Historically the building society would work with software suppliers and Hamilton says that it is still learning how to connect into the fintech world, even though he feels that they are learning quickly.
"We are now into double figures that we’ve built PoCs with and we are on a definite path to live with three of those so the track record is building up," he said.
On the other hand, they can and do innovate by themselves, he said: "Conversely if I take what we did with giving someone their account balance on first the Android watch and then the Apple watch when it was launched, we built those ourselves.
"We worked with one of our established partners, but the core thinking came from Nationwide, the underlying execution of some of that came from one of our established partners, so the innovation was very much ours rather than from a fintech collaboration."
The decision to buy also has addition problems related to integration, Purcell said: "I think one of the big challenges for the banks is that they are architected on legacy technology, which is 30-40 years old, and it makes it very difficult for them to react to the changing demands of the market," said Purcell.
Banks that decide to build themselves will be building on cloud based technologies and the companies that provide these will be acquired by big tech vendors.

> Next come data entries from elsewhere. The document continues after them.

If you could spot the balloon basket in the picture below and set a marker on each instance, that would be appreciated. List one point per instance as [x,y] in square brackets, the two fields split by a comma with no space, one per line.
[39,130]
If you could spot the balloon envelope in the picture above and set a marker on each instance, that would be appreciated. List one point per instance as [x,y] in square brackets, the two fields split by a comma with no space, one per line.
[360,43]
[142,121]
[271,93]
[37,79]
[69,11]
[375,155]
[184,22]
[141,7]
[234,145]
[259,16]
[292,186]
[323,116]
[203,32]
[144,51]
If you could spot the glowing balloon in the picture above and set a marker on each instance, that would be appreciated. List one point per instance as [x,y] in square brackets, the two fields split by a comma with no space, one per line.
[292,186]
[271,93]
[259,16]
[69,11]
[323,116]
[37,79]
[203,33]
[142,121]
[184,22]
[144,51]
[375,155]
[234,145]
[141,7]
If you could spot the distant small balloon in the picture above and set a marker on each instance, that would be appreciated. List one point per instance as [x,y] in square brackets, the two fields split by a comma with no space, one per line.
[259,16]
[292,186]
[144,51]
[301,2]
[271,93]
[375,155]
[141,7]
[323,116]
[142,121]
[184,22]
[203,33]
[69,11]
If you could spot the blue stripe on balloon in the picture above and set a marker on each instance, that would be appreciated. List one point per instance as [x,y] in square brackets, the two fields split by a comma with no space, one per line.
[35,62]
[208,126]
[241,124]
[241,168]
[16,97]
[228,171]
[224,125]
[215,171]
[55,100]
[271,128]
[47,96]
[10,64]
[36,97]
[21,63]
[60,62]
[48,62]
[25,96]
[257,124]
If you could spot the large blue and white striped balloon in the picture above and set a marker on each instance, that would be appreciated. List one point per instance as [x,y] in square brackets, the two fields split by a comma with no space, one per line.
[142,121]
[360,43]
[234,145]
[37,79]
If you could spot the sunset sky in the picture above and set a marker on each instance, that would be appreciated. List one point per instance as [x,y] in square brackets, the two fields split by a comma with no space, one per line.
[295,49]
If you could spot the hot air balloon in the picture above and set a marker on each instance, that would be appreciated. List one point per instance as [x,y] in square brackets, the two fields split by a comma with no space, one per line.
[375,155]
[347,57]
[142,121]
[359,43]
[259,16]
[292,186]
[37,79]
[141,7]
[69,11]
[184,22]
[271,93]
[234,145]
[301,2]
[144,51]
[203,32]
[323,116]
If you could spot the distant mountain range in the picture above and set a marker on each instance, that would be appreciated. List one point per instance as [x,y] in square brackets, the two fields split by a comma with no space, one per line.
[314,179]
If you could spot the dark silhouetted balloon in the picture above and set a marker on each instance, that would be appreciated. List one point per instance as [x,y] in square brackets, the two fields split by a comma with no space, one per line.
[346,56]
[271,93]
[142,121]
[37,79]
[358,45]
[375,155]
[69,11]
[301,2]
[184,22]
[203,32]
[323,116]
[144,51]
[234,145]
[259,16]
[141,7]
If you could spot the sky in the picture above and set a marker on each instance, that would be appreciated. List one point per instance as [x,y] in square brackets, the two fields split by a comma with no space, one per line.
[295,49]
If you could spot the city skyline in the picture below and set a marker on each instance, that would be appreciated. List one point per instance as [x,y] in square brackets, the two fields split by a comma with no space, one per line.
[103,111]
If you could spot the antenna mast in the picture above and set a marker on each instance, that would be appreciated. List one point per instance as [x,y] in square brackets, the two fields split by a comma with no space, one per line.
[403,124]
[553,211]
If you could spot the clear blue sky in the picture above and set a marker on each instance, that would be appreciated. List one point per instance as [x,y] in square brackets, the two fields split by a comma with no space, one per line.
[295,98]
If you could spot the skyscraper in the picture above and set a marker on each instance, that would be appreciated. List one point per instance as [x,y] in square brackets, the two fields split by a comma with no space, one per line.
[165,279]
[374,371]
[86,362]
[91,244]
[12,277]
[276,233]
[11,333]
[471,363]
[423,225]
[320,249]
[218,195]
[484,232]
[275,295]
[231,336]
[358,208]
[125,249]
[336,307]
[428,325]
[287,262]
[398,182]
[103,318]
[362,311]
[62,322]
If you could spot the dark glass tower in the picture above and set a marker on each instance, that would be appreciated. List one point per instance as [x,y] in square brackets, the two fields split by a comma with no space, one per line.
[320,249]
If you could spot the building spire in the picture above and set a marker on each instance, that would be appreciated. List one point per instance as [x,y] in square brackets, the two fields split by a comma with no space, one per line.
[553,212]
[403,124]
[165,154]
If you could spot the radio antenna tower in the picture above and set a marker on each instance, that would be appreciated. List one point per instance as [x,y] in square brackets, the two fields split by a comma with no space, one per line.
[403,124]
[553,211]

FirstCapital has seen companies such as Oracle, SAP and IBM already being active in buying these and putting them into their own technology.
The alternative to this is that if banks don’t build it themselves then they will buy the fintech company and not just their software.
Examples of this strategy are already appearing, for example BBVA recently acquired a Finnish banking start-up called Holvi, which is an online business banking service. BBVA also snapped up US banking start-up Simple for $117m in 2014.
Both acquisitions increase BBVA’s presence and services in areas that it felt required improving and perhaps were starting to feel under pressure in.
Banks have come under increasing pressure in the areas of lending, wealth management and in payments and this is leading to two outcomes either developing capabilities themselves or just buying the fintech company.
Purcell said: "In many of the core functions of the banks they’ve got somebody who’s challenging them. I think some of the banks will react by trying to develop that capability themselves, other will have to just buy."
A report from Accenture found that first quarter 2016 investment in fintech ventures reached $5.3bn, a 67% increase over the same period last year.
According to the report, collaborative fintech ventures are gaining ground over disruptive players that have entered the market in order to compete against the incumbent organisation.
In 2010 the funding for collaborative fintech ventures accounted for 38% of all fintech investment and this grew to 44% of total funding in 2015. Even those that enter the market as disruptors often find themselves collaborating with the established names through investments, acquisitions and alliances.
This is highlighted by BBVA’s decision to buy a stake in Atom Bank worth $67 million.
What this highlights is that there is certainly interest from both sides in collaborating, whether or not they at first start out as rivals.
If banks decide to go down the M&A route the question should be asked whether it is good for the market. Fintechs’ have brought disruption and innovation to a market that was stagnant and there is the risk that a spate of acquisitions could remove that innovation.
Purcell doesn’t feel that this is the case, saying: "The risk of all these companies being bought and squashed is less because they (banks) need to make this change; they’re not doing it because they want to, they’re doing it because they have to."
However, he does say that there is a risk that when companies get acquired they lose the innovation that made them.
With increased regulatory and customer pressure demanding change, banks have to act, which means they are more likely to utilise the innovation from fintechs’ than to waste it.